Level 3 seemed a prime target to get pulled into today's great credit maw, where decent but otherwise cash-strapped companies go to die. By November, bond investors were seriously doubting the company's ability to pay off $1.1 billion in debt coming due this year and next, valuing its bonds as low as 30 cents on the dollar.

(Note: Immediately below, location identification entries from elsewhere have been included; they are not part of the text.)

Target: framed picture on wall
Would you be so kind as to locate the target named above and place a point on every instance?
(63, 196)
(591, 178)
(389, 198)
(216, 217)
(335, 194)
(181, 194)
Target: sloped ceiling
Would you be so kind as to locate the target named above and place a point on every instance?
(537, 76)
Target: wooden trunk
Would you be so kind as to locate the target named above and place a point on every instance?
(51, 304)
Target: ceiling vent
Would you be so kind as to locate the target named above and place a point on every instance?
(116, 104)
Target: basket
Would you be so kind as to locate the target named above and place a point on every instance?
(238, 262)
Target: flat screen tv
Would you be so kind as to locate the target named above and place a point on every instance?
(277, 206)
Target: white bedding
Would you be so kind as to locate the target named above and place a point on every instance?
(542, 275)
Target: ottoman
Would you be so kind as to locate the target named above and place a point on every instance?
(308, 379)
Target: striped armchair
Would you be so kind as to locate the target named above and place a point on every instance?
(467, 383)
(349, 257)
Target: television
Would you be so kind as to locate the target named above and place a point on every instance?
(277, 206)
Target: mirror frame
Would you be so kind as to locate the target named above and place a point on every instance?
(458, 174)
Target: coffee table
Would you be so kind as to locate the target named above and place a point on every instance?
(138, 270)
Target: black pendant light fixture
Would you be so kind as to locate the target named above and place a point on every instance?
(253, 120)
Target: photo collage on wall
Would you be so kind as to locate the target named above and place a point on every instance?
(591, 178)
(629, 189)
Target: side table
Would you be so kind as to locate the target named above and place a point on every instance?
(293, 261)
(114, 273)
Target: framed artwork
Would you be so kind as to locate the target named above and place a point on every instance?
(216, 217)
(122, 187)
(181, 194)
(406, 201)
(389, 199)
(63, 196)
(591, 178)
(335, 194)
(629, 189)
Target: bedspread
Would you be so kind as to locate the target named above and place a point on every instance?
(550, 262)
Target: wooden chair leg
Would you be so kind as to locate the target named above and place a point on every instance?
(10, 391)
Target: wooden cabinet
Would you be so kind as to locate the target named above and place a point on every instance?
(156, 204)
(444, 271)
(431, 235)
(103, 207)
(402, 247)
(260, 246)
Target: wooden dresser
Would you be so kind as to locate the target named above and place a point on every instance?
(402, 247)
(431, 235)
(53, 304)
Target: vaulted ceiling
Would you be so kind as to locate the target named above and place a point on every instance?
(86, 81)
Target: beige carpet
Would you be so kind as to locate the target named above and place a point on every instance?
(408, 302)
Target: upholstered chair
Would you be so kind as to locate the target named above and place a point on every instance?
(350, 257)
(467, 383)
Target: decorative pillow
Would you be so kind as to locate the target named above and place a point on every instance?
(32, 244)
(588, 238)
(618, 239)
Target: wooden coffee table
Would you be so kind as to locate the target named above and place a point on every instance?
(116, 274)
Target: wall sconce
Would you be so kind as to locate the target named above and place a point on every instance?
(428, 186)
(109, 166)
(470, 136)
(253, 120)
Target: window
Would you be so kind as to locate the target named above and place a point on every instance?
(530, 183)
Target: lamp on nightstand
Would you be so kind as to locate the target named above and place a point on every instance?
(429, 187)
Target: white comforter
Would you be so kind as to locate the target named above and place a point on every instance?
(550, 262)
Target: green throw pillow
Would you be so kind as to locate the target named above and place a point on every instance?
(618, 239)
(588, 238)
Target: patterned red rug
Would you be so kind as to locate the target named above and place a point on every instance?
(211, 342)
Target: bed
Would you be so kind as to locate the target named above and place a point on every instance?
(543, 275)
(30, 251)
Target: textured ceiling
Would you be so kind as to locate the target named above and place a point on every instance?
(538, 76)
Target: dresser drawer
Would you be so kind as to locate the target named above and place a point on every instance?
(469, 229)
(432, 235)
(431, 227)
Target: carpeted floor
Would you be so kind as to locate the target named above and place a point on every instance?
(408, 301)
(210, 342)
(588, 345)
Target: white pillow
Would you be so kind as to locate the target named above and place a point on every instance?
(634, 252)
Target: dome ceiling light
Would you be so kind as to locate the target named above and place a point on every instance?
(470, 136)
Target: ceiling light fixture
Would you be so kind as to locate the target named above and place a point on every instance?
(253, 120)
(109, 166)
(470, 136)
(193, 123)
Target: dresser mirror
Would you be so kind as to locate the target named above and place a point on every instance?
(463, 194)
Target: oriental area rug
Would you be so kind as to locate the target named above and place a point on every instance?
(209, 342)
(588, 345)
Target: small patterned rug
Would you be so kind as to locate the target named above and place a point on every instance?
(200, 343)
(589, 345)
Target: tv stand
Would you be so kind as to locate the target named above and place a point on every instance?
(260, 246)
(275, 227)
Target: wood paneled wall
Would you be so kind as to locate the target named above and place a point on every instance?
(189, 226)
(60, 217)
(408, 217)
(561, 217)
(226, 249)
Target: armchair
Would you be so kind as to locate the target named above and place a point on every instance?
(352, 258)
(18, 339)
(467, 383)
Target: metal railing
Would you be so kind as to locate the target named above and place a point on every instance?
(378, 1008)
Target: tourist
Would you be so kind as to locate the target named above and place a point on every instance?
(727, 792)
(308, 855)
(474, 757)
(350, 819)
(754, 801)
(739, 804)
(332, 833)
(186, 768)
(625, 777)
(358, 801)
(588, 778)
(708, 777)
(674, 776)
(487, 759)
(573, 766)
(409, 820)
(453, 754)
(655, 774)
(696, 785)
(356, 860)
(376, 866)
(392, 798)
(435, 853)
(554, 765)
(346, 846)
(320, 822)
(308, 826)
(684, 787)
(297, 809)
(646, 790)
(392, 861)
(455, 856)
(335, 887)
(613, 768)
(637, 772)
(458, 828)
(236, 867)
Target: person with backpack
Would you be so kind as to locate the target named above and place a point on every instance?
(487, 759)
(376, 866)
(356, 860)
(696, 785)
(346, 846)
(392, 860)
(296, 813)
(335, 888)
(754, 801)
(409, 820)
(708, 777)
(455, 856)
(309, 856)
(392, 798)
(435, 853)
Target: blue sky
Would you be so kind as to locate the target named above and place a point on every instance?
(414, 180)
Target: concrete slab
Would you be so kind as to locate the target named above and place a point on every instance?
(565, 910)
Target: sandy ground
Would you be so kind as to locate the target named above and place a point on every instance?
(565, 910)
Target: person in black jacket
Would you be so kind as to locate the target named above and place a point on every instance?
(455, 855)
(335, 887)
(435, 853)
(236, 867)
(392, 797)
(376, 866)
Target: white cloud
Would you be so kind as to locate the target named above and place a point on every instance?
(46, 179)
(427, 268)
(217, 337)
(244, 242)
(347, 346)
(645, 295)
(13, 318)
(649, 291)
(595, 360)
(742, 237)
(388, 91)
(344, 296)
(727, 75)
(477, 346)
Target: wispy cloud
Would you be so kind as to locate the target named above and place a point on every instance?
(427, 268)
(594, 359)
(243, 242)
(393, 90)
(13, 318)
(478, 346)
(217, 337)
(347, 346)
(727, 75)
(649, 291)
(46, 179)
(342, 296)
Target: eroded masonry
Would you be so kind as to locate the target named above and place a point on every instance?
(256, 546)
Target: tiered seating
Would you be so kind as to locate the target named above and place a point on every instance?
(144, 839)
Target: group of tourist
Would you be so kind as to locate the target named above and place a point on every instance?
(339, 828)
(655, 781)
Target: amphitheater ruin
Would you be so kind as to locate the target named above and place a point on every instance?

Level 3 Chief Financial Officer Sunit Patel was in the offices of Lehman Brothers Holdings Inc. two days before the firm declared bankruptcy on Sept. 15. "The mood was quite poor," he says. "It was evident confidence was fading fast."
That would soon have its effect on Level 3, which is based in the Denver suburbs. "We have to deal with upcoming maturities. And when credit markets shut down, it puts corporations like us in a dire position."
This is exactly the worry facing hundreds of companies around the country. And it is this dilemma -- as much as the banks themselves -- that should be frightening President Barack Obama and his aides. If otherwise solid companies can't roll over their debt obligations they will fail, costing jobs.
Associated Press
The campus of Level 3 Communications in Broomfield, Colo.
Level 3 is lucky that its top 10 holders control about 70% of its stock. Eventually, the company was able to convince some of these investors -- including Southeastern Asset Management and Fairfax Financial Holdings -- to stump an additional $400 million. About $340 million of that sum was used to buy back $460 million of those looming 2010 maturities. Level 3's debt obligations in 2009 and 2010 are now $694 million, and not $1.1 billion.
The reprieve is a costly one. Level 3 is paying 15% annual interest on the money, and the debt converts to stock by 2013, hurting its current shareholders. Bond investors still trade Level 3's paper at about 70 cents on the dollar and the single-digit stock price indicates shareholders expect more deals like these in coming years.
Companies and their lenders will have to renegotiate trillions of dollars in debt in the years ahead, in many cases swapping debt for equity. As Mr. Patel learned, it is essential not to bury the problems, but to face them, candidly, early on. "The key is having a long-term relationship with shareholders," he says.
"These guys pull rabbits out of the hat," says Jefferies & Co. Inc. credit analyst Romeo Reyes. "They've been shrewd about taking advantage of what the market offers."
Surely many other companies won't be as lucky. And who knows whether Level 3 will be able to pay off nearly $4 billion of debt coming due in 2012 and 2013. The market is still skeptical.
At this point in the crisis, however, survival is victory. And that should offer some inspiration for managers rebuffed by the banks: If Level 3 can stay in the game, there just may be hope yet.